This is Italy’s answer to Hoppin’ John, that mixture of black-eyed peas and pork brought to Charleston, S.C., by slaves from Africa.
Some years ago, I was about to leave New York for a brief expedition into the interior of French Guiana. The trip eventually yielded many gastronomic adventures peccary barbecues by the wild Maroni River, stewed armadillo at a restaurant in Cayenne, and a curiously tasteless mangosteen stolen from a botanical garden in upland Jamaica. In a sense, however, the most riveting incident associated with this sojourn in the tropics occurred shortly before I left New York. It had to do with beans of the most traditional Northern Hemisphere sort, the species known to science as Vicia faba, England’s broad bean, Italy’s fava.
On the advice of a doctor, I had begun to take a quinine derivative to build up my resistance to malaria. Shortly thereafter, a brief episode of urinary bleeding sent me back to the same physician, who asked me many surprising questions. He wanted to know if I had any ancestors from the Mediterranean region. And, strangest of all, he asked If I had eaten fava beans recently.

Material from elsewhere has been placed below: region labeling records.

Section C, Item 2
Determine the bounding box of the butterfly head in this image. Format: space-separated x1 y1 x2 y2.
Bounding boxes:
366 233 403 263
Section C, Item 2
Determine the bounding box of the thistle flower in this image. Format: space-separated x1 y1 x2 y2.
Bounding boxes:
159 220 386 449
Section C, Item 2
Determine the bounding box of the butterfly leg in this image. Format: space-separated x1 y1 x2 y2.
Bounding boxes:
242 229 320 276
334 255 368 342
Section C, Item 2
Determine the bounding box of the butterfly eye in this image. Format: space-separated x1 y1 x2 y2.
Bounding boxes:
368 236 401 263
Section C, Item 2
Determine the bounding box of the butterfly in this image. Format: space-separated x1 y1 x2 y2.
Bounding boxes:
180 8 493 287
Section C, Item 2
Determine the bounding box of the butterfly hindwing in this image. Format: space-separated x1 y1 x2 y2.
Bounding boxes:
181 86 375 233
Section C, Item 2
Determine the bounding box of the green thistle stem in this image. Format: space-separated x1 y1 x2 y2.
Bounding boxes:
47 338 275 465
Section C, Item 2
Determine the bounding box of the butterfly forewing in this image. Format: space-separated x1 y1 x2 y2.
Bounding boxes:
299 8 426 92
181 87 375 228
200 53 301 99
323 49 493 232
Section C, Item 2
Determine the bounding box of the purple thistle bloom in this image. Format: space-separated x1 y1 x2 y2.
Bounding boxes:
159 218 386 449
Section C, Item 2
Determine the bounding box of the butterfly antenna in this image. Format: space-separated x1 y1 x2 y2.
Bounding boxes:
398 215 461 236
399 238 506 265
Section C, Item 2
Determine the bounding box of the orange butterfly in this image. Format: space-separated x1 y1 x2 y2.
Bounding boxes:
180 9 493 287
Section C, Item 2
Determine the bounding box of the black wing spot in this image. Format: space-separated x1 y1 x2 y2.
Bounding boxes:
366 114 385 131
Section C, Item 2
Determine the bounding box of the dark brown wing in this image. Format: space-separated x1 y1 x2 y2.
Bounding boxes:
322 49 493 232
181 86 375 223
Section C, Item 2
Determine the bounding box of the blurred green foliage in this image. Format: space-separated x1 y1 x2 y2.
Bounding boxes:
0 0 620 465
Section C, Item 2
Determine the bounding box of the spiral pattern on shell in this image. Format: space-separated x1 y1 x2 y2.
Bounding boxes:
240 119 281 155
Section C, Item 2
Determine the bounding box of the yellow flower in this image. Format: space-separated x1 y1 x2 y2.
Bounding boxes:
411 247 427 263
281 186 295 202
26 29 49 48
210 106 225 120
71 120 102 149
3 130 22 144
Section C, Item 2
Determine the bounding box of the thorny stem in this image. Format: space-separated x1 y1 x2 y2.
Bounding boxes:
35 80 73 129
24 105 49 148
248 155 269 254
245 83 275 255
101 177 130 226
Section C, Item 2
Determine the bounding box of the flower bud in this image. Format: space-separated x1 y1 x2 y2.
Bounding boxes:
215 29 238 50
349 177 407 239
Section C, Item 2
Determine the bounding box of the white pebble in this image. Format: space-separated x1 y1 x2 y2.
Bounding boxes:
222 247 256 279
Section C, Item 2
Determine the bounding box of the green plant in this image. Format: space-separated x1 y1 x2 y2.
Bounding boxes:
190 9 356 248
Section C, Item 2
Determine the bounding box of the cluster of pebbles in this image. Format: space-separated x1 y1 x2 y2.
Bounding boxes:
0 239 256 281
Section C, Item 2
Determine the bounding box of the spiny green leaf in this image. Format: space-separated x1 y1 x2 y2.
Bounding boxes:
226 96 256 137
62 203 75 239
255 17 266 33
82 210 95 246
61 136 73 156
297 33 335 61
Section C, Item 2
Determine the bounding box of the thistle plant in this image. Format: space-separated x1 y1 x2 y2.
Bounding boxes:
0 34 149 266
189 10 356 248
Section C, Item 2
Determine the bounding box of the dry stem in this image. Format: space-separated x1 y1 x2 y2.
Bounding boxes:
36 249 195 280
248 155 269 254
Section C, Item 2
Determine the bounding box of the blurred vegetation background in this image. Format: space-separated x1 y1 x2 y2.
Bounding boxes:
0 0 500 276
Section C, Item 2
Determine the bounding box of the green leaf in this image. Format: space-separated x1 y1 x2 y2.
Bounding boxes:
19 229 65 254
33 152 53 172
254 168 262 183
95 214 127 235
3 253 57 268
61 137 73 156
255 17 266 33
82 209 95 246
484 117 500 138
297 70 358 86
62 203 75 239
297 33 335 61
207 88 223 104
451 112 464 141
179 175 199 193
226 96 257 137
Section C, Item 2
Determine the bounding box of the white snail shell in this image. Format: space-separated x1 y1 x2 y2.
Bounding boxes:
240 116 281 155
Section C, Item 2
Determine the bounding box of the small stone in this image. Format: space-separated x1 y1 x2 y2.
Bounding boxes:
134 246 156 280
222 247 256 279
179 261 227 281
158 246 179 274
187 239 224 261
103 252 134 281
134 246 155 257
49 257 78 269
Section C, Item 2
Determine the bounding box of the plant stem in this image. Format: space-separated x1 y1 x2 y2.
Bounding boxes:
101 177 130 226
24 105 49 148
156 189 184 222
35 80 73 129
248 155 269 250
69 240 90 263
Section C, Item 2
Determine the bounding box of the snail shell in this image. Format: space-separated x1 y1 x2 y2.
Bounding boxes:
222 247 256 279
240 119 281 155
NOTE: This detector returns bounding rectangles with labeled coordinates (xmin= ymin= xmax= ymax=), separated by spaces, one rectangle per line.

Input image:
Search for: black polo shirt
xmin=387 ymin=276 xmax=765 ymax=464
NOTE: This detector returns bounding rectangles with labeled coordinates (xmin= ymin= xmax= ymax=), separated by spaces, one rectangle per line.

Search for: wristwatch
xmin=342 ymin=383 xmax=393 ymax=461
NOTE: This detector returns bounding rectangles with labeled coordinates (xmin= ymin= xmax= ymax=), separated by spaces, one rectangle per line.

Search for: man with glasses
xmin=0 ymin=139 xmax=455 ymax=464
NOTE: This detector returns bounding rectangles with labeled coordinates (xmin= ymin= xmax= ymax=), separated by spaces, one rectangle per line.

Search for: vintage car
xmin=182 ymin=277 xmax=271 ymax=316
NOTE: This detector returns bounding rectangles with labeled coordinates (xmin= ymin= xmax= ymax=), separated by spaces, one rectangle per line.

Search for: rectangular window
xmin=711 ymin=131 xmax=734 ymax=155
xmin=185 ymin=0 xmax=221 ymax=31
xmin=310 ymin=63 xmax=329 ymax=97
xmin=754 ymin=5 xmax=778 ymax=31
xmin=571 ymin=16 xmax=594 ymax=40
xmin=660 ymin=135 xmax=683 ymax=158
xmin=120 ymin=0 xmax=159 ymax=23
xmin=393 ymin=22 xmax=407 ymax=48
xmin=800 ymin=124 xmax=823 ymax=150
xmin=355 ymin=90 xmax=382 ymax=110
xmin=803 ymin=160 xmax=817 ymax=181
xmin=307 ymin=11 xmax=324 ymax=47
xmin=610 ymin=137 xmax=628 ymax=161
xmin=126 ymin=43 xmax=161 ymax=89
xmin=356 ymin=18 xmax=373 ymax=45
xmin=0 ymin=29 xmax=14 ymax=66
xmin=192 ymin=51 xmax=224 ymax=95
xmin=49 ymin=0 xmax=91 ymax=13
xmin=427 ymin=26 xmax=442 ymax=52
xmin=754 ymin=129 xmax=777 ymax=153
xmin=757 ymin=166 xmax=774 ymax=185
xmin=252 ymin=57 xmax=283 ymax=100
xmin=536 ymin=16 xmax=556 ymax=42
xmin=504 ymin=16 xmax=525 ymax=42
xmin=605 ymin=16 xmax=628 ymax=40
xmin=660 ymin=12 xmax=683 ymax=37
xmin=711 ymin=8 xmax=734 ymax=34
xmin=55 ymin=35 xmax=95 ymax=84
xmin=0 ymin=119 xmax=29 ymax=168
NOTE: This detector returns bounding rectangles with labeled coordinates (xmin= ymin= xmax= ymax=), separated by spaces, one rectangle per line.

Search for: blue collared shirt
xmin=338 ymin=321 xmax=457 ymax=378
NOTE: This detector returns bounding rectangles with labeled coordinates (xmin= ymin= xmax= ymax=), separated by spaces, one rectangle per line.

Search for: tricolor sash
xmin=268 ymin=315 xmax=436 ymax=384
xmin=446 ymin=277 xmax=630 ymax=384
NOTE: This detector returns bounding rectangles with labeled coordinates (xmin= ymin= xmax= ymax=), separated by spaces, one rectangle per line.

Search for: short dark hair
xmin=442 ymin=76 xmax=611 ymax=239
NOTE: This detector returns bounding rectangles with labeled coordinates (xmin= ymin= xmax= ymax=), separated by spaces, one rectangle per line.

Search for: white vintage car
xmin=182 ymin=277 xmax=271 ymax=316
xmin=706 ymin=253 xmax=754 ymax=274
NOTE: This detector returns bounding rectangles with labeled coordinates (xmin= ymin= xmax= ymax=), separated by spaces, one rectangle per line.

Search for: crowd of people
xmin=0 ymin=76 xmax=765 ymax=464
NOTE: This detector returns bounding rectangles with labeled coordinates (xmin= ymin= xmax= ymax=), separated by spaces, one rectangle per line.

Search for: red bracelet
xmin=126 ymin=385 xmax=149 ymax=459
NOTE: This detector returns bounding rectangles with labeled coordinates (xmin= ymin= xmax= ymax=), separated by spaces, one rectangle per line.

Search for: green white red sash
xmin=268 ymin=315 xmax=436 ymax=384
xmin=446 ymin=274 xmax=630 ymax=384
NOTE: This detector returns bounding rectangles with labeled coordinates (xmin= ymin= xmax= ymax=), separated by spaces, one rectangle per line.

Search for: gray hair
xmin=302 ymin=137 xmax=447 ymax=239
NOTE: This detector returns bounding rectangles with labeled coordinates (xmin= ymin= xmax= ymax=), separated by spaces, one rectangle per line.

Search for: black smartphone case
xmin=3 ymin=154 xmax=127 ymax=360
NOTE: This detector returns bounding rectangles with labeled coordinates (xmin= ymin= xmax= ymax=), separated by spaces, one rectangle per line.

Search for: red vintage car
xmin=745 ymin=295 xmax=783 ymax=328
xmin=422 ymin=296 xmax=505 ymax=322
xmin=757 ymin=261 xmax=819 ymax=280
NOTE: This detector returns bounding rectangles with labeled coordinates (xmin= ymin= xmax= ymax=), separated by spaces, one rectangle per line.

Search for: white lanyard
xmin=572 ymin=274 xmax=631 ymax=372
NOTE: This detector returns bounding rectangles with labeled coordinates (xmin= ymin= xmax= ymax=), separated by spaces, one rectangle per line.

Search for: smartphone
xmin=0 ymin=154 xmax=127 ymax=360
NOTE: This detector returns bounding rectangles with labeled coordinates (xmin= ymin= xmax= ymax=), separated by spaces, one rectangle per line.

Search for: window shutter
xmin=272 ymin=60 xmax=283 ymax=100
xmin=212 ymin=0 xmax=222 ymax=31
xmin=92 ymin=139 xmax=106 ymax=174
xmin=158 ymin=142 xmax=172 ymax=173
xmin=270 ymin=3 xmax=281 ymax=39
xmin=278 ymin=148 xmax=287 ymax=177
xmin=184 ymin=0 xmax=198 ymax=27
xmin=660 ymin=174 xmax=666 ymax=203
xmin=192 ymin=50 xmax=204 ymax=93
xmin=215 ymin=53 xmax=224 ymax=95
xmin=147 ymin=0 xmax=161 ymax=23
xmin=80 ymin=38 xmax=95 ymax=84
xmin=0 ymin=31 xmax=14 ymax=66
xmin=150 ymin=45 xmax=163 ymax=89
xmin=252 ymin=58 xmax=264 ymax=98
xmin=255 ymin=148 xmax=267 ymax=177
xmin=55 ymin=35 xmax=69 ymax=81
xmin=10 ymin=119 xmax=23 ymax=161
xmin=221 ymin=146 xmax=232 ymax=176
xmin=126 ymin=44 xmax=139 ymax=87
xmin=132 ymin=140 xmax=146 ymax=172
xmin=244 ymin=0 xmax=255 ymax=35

Well, as it happened, I had, two days before at a Lebanese restaurant. I didn’t think I had any Levantine forebears. But what was this all about? In addition to the various, more mundane problems the doctor was considering (quinine sensitivity, kidney stones), he had also thought to determine if I had a deficiency, common around the Mediterranean, of a blood enzyme called glucoses-phosphate dehydrogenase (G6PD). If that was the case, it was just possible that either quinine or favas had touched off my bleeding. It turned out that I had plenty of G6PD, and my fleeting symptoms remained undiagnosed. While I have always regretted that I do not suffer from so recherché and elegant a malady as favism, I have decided that I am far happier to be able to indulge in favas unafraid. In our climate, roughly similar lima beans grow more easily. Favas like cool, moist conditions, such as they find in Europe, where their delicate flavor has made them a favorite since Homeric times. In a memorable, rustic simile from The Iliad, an arrow rebounding upward from the breastplate of Menelaus is compared to “dark-skinned favas and chickpeas” that “rise from a great threshing floor when struck by the winnower’s fan.” Theocritus, father of the pastoral, returned to the fava in his seventh idyll: “And on that day I will wreathe my brows … and draw the wine of Ptelea from the bowl as I lie by the fire, and someone will roast me favas in the fire.”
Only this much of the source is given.